オーバーサブスクリプションの場合、1 つのプロセスのアクティブなスレッドの数が、システム上で使用可能な論理コアの数を上回ります。前の図は、すべてのアクティブなスレッドで大きなプリエンプション バンドがある、オーバーサブスクリプションの結果を示しています。また、凡例には、プリエンプションで経過した時間が高い割合であることが示されます。この例では、経過時間の割合が 84% になります。これは、論理コアの数を上回る並行スレッドを実行するように、プロセスがシステムに要求していることを示している可能性があります。ただし、このプロセスで使用できると想定されたリソースを、システム上の他のプロセスが使用している可能性もあります。

この問題を評価する際には、次の点を考慮する必要があります。

  • システム全体がオーバーサブスクリプションの状態である可能性があります。システム上の他のプロセスがスレッドを先取りしている可能性があることを考慮してください。スレッド ビューでプリエンプション セグメントの上にマウスを置くと、そのスレッドと、そのスレッドを先取りしたプロセスを識別するツールヒントが表示されます。このプロセスが、自分のプロセスが先取りされた時間中に実行されていたプロセスであるとは限りませんが、自分のプロセスに対する先取りのプレッシャーの原因についてのヒントになります。
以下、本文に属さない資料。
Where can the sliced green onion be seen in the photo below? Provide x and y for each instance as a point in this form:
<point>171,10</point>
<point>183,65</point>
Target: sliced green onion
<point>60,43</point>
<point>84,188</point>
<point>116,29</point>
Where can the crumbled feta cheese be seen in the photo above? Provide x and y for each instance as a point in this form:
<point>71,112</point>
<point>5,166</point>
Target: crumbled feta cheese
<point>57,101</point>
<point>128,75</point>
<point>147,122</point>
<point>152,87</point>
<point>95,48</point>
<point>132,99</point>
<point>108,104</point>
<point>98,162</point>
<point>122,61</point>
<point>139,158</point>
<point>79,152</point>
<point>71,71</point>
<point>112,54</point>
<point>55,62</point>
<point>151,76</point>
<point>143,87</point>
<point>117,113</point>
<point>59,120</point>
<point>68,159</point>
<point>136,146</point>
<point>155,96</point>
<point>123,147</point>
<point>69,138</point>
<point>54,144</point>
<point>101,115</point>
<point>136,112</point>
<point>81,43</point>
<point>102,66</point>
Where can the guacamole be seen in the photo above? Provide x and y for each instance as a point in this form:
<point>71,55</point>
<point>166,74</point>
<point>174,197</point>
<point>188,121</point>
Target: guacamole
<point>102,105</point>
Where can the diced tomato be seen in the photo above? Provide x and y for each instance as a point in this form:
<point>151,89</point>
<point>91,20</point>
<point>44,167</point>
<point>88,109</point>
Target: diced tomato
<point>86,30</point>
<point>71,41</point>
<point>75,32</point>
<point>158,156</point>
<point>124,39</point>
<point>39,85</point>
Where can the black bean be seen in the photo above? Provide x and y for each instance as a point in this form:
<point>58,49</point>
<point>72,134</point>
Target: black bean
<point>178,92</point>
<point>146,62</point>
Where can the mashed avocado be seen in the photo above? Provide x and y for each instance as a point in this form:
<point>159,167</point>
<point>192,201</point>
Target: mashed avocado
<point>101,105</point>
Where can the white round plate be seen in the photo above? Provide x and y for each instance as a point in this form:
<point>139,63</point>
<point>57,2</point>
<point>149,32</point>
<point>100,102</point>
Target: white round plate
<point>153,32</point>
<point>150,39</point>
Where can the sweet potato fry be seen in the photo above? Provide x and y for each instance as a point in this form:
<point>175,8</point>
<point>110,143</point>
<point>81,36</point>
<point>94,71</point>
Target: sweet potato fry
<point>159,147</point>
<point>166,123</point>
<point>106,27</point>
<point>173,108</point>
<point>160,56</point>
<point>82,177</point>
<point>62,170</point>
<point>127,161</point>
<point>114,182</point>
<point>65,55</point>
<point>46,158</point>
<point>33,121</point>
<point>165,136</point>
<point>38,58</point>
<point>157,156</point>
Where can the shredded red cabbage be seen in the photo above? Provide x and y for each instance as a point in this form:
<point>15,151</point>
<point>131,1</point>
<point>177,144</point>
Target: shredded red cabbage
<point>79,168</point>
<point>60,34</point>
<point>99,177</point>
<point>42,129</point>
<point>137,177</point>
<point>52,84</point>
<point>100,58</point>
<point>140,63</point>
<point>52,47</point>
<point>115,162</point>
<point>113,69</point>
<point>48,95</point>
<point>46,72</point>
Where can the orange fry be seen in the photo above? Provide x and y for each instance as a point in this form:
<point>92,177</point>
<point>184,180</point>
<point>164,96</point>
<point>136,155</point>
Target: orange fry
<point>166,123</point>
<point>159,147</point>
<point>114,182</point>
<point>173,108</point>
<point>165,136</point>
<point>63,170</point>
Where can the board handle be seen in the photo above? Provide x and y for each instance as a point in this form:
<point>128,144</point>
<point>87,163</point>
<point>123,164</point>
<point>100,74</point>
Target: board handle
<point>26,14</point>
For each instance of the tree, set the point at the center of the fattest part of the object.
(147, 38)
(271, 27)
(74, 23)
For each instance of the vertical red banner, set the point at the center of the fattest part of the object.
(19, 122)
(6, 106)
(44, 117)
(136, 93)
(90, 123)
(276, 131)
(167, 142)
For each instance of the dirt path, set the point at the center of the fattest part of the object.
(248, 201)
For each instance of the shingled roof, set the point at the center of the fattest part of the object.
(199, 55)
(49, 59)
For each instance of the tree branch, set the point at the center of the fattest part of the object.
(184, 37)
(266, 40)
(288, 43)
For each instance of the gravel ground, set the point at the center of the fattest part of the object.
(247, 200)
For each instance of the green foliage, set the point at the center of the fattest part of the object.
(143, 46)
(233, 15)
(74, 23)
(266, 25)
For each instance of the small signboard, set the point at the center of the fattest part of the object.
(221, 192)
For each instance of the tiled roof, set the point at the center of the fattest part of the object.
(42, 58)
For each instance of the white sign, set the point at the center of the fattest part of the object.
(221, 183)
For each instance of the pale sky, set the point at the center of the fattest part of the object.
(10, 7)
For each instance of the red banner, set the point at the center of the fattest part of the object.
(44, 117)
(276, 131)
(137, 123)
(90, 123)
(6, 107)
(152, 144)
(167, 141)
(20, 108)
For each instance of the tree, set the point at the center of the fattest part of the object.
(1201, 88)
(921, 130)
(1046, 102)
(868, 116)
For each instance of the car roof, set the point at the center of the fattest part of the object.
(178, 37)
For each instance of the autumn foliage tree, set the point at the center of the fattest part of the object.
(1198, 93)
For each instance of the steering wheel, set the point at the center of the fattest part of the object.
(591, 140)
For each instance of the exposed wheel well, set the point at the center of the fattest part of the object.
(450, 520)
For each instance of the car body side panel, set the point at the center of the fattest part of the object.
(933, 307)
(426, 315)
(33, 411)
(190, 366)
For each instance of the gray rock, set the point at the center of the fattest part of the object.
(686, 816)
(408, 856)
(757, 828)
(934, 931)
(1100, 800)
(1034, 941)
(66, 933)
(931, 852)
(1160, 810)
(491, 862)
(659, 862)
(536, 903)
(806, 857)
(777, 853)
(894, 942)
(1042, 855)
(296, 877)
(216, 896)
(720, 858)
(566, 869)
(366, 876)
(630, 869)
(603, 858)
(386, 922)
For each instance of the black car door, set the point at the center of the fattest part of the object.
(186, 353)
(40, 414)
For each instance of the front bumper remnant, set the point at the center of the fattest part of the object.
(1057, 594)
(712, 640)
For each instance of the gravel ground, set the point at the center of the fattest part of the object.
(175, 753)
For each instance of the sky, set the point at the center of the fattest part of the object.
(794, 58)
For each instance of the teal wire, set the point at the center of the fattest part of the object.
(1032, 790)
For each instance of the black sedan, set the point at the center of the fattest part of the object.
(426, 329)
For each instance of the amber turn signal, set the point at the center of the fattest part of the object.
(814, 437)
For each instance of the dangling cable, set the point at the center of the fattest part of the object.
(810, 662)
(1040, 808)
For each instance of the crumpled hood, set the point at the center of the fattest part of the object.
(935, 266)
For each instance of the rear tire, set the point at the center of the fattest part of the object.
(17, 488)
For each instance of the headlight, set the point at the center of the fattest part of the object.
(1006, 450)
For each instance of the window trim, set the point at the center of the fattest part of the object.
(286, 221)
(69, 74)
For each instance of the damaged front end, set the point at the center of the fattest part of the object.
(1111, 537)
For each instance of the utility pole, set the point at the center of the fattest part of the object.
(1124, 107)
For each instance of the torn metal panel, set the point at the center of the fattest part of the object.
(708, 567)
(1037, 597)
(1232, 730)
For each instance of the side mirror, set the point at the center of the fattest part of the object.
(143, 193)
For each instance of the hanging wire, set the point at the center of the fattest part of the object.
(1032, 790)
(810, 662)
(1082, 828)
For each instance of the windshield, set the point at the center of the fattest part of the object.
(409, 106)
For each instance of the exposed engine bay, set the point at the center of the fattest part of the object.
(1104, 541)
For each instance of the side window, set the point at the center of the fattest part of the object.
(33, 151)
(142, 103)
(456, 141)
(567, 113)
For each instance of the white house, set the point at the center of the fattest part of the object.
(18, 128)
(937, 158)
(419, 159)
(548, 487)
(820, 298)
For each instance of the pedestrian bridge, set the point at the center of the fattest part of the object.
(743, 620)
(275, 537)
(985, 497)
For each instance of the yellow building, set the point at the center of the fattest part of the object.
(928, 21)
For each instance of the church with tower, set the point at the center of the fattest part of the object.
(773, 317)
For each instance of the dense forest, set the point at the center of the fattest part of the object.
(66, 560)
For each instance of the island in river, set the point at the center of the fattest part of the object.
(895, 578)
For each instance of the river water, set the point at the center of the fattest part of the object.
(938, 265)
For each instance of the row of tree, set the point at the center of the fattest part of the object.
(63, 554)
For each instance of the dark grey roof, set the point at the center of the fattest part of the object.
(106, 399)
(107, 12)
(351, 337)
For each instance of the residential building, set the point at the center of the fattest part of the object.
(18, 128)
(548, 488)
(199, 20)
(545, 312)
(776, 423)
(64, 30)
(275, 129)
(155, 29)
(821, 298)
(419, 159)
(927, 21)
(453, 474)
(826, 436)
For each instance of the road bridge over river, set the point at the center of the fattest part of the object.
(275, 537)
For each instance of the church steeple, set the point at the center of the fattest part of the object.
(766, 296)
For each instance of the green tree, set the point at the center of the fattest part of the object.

  • 自分のプロセスが作業フェーズ中に実行するのに適したスレッド数を判断する方法を評価します。そのプロセスがアクティブな並行スレッドの数を直接計算する場合は、システム上で使用可能な論理コアの数により適合するように、そのアルゴリズムを変更することを検討してください。同時実行ランタイム、タスク並列ライブラリ、または PLINQ を使用する場合、これらライブラリがスレッド数を計算します。

非効率的な I/O

非効率的な I/O

I/O の過剰使用や誤使用は、アプリケーションの非効率性の一般的な原因となります。前の図に示される内容を検討してください。表示されているタイムライン プロファイルには、表示されているスレッド時間の 42% が I/O で消費されていることが示されています。このタイムラインには大量の I/O が示されています。これは、プロファイルされたアプリケーションが I/O によって頻繁にブロックされていることを意味します。I/O の種類の詳細や、どこでプログラムがブロックされているのかを確認するには、問題が発生している領域を拡大し、表示されているタイムライン プロファイルを調べてから、特定の I/O ブロックをクリックして現在の呼び出し履歴を表示します。

ロック コンボイ

ロック コンボイ

アプリケーションが先入れ先出しの順序でロックを要求し、ロックでの到着率が取得率を上回った場合に、ロック コンボイが発生します。この 2 つの状況が揃ったときに、ロック要求がバックアップを開始します。この問題を解決する方法の 1 つは、最初のスレッドにアクセスを許可して、ロック解除状態でそれらを見つけるという、"不公平な" ロックを使用することです。前の図は、このコンボイ動作を示しています。問題を解決するためには、同期オブジェクトの競合の削減と、不公平なロックの使用を試みてください。